L'Istat ci dice che a fine 2020 il 65% di questo era
part-time involontario. Non scelto, non voluto per stare sul divano. Ma imposto
dalle imprese che preferiscono massimizzare flessibilità e rotazione degli
addetti. Lo fanno quando c'è incertezza come ora sul rimbalzo post-Covid. Ma lo
fanno anche quando la ripresa si consolida. I numeri impressionano. Dal crac
della Lehman Brothers, quando i dipendenti della banca d'affari americana
uscivano con gli scatoloni a suggellare l'inizio della crisi finanziaria più
grave del secolo, da quel terzo trimestre 2008 e sino al picco del terzo
trimestre 2019, il 94% della ripresa italiana è stata trainata da ben 774
mila occupati a termine - e mezzo milione di partite Iva scomparse - e solo 51
mila stabili. Succederà di nuovo? Dobbiamo scommettere su una ripresa dai
piedi d'argilla?
"I dati Istat sull'occupazione sono molto gravi",
ragiona Fulvio Fammoni, presidente della Fondazione Di Vittorio (Cgil).
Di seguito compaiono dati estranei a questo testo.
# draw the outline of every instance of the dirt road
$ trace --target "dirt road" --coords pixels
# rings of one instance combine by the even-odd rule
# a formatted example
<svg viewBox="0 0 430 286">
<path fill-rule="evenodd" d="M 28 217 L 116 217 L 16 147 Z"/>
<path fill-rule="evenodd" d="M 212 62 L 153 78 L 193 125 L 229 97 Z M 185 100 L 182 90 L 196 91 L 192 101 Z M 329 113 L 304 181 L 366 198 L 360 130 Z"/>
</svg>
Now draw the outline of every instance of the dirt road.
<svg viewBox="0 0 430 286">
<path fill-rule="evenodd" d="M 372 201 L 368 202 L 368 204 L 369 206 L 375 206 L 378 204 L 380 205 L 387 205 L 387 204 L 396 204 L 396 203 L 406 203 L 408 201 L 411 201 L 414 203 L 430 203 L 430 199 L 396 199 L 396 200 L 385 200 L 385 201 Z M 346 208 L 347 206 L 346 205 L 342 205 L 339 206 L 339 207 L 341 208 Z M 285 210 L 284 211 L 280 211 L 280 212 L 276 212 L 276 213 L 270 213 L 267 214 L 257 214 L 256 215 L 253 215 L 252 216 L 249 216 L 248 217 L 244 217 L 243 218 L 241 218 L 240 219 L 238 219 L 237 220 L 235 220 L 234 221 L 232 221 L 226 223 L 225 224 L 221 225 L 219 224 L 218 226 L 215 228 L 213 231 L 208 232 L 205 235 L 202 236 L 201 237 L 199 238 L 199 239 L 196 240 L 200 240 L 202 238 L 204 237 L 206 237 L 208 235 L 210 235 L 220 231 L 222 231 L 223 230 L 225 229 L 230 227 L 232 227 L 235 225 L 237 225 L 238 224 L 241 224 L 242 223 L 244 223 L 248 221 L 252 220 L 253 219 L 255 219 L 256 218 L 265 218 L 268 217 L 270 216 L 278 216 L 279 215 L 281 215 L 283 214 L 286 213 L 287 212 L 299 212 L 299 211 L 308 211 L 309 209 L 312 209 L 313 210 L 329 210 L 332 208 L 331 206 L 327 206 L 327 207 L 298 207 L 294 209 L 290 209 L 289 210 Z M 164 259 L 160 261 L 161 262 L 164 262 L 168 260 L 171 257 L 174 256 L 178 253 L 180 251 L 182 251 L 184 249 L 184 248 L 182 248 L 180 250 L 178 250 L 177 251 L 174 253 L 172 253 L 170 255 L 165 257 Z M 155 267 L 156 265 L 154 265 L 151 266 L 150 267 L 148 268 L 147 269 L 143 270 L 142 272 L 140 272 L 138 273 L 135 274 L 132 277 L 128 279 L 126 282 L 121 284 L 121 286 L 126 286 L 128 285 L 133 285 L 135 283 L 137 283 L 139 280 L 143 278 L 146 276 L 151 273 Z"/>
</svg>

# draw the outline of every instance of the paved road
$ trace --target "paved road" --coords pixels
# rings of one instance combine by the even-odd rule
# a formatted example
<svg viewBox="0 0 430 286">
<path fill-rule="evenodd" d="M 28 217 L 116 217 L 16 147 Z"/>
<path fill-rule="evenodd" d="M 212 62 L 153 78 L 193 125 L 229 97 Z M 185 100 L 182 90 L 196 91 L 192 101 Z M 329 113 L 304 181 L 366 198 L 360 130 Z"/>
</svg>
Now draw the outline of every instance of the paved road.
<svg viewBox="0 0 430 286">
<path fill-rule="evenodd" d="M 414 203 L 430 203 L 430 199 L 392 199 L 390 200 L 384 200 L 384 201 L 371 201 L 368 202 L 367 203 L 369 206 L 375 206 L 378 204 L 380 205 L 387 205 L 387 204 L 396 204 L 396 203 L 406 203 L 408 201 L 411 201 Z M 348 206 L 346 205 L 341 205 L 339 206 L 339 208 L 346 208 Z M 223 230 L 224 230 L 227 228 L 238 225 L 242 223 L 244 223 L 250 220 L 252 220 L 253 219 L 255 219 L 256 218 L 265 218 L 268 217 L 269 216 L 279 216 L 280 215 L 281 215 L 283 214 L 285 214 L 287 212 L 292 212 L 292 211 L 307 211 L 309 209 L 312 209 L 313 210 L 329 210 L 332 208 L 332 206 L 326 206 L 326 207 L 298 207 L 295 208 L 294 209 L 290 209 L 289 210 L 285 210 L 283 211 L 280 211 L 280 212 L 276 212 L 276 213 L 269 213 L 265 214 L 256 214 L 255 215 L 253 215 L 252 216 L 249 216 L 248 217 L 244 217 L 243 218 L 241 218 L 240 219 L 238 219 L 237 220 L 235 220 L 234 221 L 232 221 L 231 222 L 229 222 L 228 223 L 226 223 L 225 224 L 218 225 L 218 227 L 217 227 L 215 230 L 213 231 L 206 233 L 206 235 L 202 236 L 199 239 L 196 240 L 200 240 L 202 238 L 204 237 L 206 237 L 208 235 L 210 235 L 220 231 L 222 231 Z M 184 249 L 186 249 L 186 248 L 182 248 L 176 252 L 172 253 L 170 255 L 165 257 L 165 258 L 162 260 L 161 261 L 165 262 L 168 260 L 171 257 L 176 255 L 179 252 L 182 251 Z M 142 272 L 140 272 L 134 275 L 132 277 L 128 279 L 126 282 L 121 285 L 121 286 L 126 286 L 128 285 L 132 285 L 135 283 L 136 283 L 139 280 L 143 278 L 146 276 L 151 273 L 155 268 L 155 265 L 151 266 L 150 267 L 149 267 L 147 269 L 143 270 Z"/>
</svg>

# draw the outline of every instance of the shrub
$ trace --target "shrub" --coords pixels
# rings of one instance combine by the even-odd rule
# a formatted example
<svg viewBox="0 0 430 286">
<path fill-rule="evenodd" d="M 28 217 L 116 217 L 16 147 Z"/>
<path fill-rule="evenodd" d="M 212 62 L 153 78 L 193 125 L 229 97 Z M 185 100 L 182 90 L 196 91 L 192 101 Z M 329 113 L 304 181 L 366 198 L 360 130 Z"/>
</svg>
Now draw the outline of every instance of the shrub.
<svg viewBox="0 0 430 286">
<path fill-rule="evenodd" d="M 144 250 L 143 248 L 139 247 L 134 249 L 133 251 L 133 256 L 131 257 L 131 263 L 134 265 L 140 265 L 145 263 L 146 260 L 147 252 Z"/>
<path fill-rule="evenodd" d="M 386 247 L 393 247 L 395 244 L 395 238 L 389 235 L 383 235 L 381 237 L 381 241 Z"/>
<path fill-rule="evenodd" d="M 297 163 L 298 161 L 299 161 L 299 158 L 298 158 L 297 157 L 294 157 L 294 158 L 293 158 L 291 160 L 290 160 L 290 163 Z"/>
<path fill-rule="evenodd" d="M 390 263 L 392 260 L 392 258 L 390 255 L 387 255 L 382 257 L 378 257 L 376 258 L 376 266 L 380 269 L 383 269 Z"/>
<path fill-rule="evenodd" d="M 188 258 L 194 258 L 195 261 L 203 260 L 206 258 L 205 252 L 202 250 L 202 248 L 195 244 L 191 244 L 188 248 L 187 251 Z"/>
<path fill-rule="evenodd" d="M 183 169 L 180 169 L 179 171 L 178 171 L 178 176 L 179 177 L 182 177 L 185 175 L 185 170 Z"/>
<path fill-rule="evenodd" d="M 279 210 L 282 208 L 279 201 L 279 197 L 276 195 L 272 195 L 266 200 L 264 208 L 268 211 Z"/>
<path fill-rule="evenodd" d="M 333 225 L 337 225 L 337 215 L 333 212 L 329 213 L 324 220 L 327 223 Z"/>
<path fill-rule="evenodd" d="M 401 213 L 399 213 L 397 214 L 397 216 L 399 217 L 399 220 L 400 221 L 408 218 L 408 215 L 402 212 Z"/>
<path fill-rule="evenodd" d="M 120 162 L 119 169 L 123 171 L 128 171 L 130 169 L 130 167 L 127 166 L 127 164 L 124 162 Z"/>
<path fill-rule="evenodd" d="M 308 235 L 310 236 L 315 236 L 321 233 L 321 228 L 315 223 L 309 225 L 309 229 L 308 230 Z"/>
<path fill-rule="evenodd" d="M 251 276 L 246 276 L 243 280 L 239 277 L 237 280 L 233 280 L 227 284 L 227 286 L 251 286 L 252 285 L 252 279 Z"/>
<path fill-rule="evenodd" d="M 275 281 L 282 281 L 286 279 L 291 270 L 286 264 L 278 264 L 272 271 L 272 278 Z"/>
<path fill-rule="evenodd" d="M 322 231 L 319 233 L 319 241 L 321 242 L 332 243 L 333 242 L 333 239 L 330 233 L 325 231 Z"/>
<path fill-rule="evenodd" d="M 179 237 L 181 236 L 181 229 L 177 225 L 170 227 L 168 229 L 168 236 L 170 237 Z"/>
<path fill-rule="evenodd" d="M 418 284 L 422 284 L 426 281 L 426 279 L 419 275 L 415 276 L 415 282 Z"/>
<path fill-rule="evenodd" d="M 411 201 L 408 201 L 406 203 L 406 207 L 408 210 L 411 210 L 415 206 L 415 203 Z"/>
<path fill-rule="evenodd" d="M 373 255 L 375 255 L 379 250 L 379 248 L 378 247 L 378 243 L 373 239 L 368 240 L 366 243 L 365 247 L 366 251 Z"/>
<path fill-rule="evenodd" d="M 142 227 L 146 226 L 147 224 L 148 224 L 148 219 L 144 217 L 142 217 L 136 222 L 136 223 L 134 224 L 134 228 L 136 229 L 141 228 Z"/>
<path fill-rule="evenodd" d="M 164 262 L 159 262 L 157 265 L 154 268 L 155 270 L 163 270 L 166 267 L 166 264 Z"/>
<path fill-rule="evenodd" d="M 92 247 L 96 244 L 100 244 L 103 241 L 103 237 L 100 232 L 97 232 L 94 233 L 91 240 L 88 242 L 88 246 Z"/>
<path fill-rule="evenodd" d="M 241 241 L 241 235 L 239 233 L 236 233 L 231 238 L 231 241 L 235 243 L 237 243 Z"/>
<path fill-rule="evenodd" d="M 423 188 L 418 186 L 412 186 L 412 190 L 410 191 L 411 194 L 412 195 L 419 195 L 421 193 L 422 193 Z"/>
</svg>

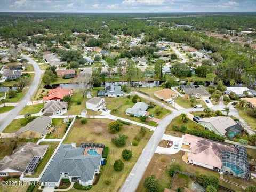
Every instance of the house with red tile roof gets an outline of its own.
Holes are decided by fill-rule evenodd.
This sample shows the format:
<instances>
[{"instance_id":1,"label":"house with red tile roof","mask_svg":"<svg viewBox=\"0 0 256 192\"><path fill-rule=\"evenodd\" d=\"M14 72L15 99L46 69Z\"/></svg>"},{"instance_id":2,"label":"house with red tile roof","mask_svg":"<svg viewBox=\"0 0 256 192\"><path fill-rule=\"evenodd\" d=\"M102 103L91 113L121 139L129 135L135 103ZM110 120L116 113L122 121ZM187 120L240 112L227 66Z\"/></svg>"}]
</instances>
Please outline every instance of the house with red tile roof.
<instances>
[{"instance_id":1,"label":"house with red tile roof","mask_svg":"<svg viewBox=\"0 0 256 192\"><path fill-rule=\"evenodd\" d=\"M43 97L43 102L61 101L65 95L71 96L72 90L58 87L48 92L47 96Z\"/></svg>"}]
</instances>

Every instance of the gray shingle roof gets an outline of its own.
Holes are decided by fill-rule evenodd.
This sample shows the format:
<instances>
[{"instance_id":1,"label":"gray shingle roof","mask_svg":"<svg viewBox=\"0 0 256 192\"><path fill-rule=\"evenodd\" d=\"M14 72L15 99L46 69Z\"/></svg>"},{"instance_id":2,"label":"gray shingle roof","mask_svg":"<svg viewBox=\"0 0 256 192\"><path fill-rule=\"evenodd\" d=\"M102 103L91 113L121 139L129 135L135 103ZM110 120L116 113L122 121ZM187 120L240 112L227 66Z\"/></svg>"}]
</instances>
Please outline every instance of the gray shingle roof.
<instances>
[{"instance_id":1,"label":"gray shingle roof","mask_svg":"<svg viewBox=\"0 0 256 192\"><path fill-rule=\"evenodd\" d=\"M79 177L82 182L92 180L95 170L99 168L101 155L84 155L84 148L71 148L70 144L62 144L43 175L41 181L57 182L60 173L69 176Z\"/></svg>"},{"instance_id":2,"label":"gray shingle roof","mask_svg":"<svg viewBox=\"0 0 256 192\"><path fill-rule=\"evenodd\" d=\"M28 123L25 126L20 129L16 133L19 134L25 131L30 130L42 134L46 135L47 126L52 121L52 118L45 116L42 116Z\"/></svg>"}]
</instances>

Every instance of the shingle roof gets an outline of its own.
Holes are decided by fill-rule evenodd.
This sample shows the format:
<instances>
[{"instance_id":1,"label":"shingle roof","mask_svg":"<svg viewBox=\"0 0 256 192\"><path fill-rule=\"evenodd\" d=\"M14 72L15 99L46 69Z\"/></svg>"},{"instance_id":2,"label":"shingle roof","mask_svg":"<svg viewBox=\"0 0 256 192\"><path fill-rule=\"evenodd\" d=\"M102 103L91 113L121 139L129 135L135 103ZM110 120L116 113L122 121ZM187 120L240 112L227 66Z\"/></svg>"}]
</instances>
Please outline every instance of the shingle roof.
<instances>
[{"instance_id":1,"label":"shingle roof","mask_svg":"<svg viewBox=\"0 0 256 192\"><path fill-rule=\"evenodd\" d=\"M0 171L10 169L23 172L33 157L42 156L48 145L39 145L28 142L18 147L11 155L0 161Z\"/></svg>"},{"instance_id":2,"label":"shingle roof","mask_svg":"<svg viewBox=\"0 0 256 192\"><path fill-rule=\"evenodd\" d=\"M82 182L92 180L95 170L99 168L101 155L84 155L84 148L71 148L70 144L62 144L53 157L41 181L57 182L60 173L69 176L80 177Z\"/></svg>"},{"instance_id":3,"label":"shingle roof","mask_svg":"<svg viewBox=\"0 0 256 192\"><path fill-rule=\"evenodd\" d=\"M45 116L42 116L28 123L25 126L20 129L17 134L21 133L25 131L30 130L42 134L46 135L47 132L47 126L52 121L52 118Z\"/></svg>"}]
</instances>

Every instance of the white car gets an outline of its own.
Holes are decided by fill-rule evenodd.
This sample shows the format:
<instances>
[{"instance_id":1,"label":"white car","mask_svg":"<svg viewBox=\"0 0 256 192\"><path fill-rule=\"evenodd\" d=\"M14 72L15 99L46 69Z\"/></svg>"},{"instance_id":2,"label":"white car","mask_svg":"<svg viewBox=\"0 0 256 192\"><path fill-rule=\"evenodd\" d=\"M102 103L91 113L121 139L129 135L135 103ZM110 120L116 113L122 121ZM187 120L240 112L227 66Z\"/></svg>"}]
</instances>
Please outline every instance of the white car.
<instances>
[{"instance_id":1,"label":"white car","mask_svg":"<svg viewBox=\"0 0 256 192\"><path fill-rule=\"evenodd\" d=\"M178 149L179 148L179 143L178 142L175 142L174 144L174 149Z\"/></svg>"}]
</instances>

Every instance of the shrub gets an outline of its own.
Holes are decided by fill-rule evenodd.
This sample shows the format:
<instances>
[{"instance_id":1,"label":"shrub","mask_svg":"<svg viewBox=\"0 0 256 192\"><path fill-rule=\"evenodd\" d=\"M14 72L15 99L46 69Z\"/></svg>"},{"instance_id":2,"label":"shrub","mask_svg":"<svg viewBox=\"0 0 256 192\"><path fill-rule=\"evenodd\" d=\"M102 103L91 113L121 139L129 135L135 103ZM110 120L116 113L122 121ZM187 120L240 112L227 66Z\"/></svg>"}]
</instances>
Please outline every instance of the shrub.
<instances>
[{"instance_id":1,"label":"shrub","mask_svg":"<svg viewBox=\"0 0 256 192\"><path fill-rule=\"evenodd\" d=\"M122 147L126 145L126 140L128 137L123 134L119 134L118 137L112 138L112 142L118 147Z\"/></svg>"},{"instance_id":2,"label":"shrub","mask_svg":"<svg viewBox=\"0 0 256 192\"><path fill-rule=\"evenodd\" d=\"M154 175L147 177L144 180L143 186L148 192L157 192L159 190L159 181Z\"/></svg>"},{"instance_id":3,"label":"shrub","mask_svg":"<svg viewBox=\"0 0 256 192\"><path fill-rule=\"evenodd\" d=\"M81 123L82 124L86 124L87 123L87 119L81 119Z\"/></svg>"},{"instance_id":4,"label":"shrub","mask_svg":"<svg viewBox=\"0 0 256 192\"><path fill-rule=\"evenodd\" d=\"M132 153L128 149L124 149L122 152L122 156L125 161L129 161L132 157Z\"/></svg>"},{"instance_id":5,"label":"shrub","mask_svg":"<svg viewBox=\"0 0 256 192\"><path fill-rule=\"evenodd\" d=\"M168 174L170 176L173 177L174 175L175 171L180 171L181 170L181 167L179 163L172 163L168 170Z\"/></svg>"},{"instance_id":6,"label":"shrub","mask_svg":"<svg viewBox=\"0 0 256 192\"><path fill-rule=\"evenodd\" d=\"M121 130L122 126L123 123L117 120L108 124L108 130L110 133L116 133Z\"/></svg>"},{"instance_id":7,"label":"shrub","mask_svg":"<svg viewBox=\"0 0 256 192\"><path fill-rule=\"evenodd\" d=\"M102 158L106 158L108 157L108 152L109 151L109 148L108 147L105 147L104 151L103 151Z\"/></svg>"},{"instance_id":8,"label":"shrub","mask_svg":"<svg viewBox=\"0 0 256 192\"><path fill-rule=\"evenodd\" d=\"M124 163L120 159L116 160L114 163L113 167L115 171L122 171L124 169Z\"/></svg>"}]
</instances>

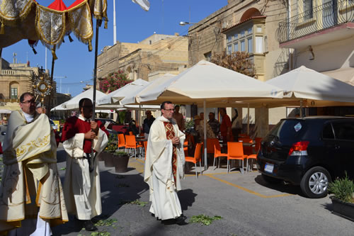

"Nonostante l'ottimismo di maniera, mancano all'appello 900 mila occupati,
la disoccupazione è al 10,4% con 2,6 milioni di senza lavoro. E sì, rischiamo
di ripetere il 2008, una ripresa precaria con salari bassi e part-time
forzato". Al governo non la pensano così. Si scommette sulla quota del 30%
per giovani e donne tra i nuovi assunti trainati dal Recovery. Ma anche su
vecchi cavalli di battaglia. "In questa fase bisogna aiutare le aziende
con il massimo della flessibilità possibile", dice Tiziana Nisini,
sottosegretaria leghista al Lavoro. "Anche reintroducendo i voucher e
levando tutti i vincoli e le causali ai contratti a termine".
Tornare dunque al 2015, al Jobs Act e al decreto Poletti. Da
quel momento storico il lavoro a termine e quello a tempo parziale
flessibilizzati al massimo sono decollati, sorpassando per tasso di crescita
gli occupati stabili e trainando l'occupazione in tutti i settori, ma incidendo
in profondità sulla sua qualità. Nemmeno il decreto Dignità, cavallo di
battaglia dei Cinque Stelle, pur riscrivendo il decreto Poletti, ha invertito
quel trend, se nel 2018 e 2019 registriamo il record storico dei contratti a
tempo: 3 milioni. Come mai? Le aziende scappano dai vincoli, alzano il ritmo
del turnover: fuori uno e dentro un altro. Accadde pure con i voucher: prima il
boom, poi l'abolizione e l'esplosione di altri contrattini.
C'è poi una gravissima questione di genere sottaciuta troppo a lungo. Il part-time è raddoppiato per donne e uomini dal 2008 in poi, specie nell'accoppiata con i contratti a tempo, ma non solo. I numeri sono però incomparabili: 2,8 milioni di lavoratrici contro 870 mila uomini. Numeri del 2019 ridotti dal Covid rispettivamente a 2,7 milioni e 836 mila. Le donne pagavano e pagano di più, a tutti i livelli: ore lavorate, stipendi, stabilità. Il record storico italiano del 50,3% di occupate nel secondo trimestre 2019 si è già compresso al 47,8% due anni dopo. Una crisi nella crisi.